Study your landscape for these microclimates. Potted plants placed in front of your sliding glass doors under a porch overhang, may be protected enough. Evergreen trees, like live oaks and southern magnolias may protect the plants below them. Master gardens often claim their succulents in pots below a sabal palm have not succumbed to frost or freeze damage. (This is a medium height properly pruned palm with more than a full half circle of foliage.) There are microclimates near your house, next to warm brick walls, where only the outside edge of a tropical shrub is damaged.
Frost Protection Weapons.
If you drive around town the morning after a frost or freeze, you will probably see what looks like people’s laundry on top of plants. A lot of people will just use old sheets and blankets to cover their tropical plants. You can buy landscape frost blankets, though. Ideally the fabric should be held above the plant by a frame of wire or bent plastic pipe. It should go all the way to the ground to trap heat under the cover. Use bricks or landscape pins to hold it down. Place the cover over the plant before dark and remove it by midmorning. Don’t use plastic covers. Foliage touching the cold plastic will be damaged and if you forget to remove the plastic in the morning, the sun will cook the plants underneath.
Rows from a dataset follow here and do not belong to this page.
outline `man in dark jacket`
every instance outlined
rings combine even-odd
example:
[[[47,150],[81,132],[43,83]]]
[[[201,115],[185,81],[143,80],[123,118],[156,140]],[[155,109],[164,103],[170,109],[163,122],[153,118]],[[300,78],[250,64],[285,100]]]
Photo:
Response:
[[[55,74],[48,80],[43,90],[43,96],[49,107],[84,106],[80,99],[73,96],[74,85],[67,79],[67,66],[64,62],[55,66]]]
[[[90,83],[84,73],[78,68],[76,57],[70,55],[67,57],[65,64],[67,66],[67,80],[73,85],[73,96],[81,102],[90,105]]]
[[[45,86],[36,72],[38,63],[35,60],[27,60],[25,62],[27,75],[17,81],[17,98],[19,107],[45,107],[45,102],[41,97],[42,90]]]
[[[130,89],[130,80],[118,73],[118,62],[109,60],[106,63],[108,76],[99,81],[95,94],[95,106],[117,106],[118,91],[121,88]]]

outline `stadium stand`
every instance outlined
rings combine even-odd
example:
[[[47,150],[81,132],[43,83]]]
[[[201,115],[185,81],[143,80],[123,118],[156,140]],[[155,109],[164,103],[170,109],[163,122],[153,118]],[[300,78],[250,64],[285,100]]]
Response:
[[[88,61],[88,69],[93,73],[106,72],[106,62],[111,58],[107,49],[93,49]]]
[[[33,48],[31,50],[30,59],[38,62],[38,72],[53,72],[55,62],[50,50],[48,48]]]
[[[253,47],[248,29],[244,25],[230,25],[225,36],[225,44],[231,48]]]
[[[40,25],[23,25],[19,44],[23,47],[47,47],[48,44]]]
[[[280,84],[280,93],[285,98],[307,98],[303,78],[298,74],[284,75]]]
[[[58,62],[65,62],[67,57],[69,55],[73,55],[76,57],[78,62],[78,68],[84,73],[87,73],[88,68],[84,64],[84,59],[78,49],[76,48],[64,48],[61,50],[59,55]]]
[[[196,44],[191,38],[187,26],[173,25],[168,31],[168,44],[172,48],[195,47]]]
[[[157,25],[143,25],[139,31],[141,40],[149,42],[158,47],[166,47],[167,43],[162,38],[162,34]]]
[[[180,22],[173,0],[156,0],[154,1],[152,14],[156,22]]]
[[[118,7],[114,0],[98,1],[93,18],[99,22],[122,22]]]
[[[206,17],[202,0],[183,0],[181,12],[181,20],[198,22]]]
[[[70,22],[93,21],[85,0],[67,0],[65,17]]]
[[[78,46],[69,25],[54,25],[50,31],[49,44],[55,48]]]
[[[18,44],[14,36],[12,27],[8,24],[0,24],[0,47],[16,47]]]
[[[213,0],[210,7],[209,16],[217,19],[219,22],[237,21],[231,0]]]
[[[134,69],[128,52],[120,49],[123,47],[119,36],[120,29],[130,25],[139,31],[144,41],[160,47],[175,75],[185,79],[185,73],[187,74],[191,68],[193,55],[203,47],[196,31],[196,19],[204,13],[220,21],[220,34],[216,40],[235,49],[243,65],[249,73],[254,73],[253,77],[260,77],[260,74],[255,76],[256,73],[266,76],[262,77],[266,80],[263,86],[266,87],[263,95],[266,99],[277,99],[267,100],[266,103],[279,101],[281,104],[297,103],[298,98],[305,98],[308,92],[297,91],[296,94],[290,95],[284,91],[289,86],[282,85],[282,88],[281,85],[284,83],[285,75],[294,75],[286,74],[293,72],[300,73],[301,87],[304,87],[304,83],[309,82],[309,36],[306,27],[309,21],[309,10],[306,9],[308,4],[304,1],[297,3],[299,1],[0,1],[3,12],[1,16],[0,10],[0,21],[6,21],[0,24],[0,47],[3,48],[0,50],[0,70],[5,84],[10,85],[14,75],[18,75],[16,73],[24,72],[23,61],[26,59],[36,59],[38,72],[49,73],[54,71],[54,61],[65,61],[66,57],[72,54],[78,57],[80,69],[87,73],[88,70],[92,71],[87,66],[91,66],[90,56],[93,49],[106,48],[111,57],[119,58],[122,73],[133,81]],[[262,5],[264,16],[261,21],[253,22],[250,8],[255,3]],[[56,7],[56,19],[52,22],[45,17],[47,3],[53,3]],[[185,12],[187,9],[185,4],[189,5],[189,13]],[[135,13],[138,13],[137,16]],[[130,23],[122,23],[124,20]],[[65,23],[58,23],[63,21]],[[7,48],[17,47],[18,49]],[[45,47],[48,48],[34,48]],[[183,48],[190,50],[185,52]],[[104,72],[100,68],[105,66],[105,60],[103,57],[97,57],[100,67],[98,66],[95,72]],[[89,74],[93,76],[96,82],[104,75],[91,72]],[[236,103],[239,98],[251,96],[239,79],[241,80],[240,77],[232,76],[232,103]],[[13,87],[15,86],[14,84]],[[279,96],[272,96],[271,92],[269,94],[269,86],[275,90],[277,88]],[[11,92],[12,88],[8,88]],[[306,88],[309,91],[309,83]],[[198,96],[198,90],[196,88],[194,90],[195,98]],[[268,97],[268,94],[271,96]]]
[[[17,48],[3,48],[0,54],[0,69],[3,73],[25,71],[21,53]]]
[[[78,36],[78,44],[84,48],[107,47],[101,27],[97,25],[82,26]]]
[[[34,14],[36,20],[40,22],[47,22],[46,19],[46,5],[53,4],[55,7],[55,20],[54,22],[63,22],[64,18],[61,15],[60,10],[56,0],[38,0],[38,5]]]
Frost Dates for Jacksonville.
Our median first freeze of 32 degrees is Nov. 21 or later. We can get hard freezes on occasion. A hard freeze is four consecutive hours of air temperatures that are below 28 degrees. We don’t get hard freezes very often, but when one is predicted, you may want to add a source of heat under the cover. An old incandescent light bulb will add a little warmth. Be careful that it doesn’t touch anything that could catch fire.
Water Ahead Not On the Day.
Moist soil also holds more heat. Water the soil a day or two before the forecast freeze. Do not use sprinklers running overnight during a freeze. The ice will damage your plants. Commercial growers know how to control the sprinklers during a freeze.
If a hard freeze is predicted, you may want to protect the graft union of citrus trees, by piling clean builder’s sand above the graft. Pipe insulation on the trunks of small trees is another option. Remember to remove this protection when the weather warms up.
Established citrus trees can withstand light freezes with no problems. Their fruit gets sweeter with cool weather. The fruit keeps better on the tree, so don’t pick unless a hard freeze is predicted. Otherwise just pick the fruit as you use it.
Many of our tropical plants will act like herbaceous perennials when frozen. Since our ground doesn’t freeze, their roots and sometimes their lower stems don’t freeze. If your tropical plants do freeze, don’t remove the frozen leaves and stems before spring. The dead stems and foliage will protect lower portions of the plant. Consider dry pine needles piled up among the lower stems to protect a tropical plant.
Some plants are annuals, like marigolds and warm weather vegetables, and are not worth protecting. They are already in decline with the cool weather. Plants like crinum lilies, gingers and cannas have tuberous roots and bulbs that will survive our cold spells. You can remove damaged foliage of these and lightly mulch the soil. If you don’t want to have to cover tropical plants for a freeze, plant native plants or hardy plants in your landscape.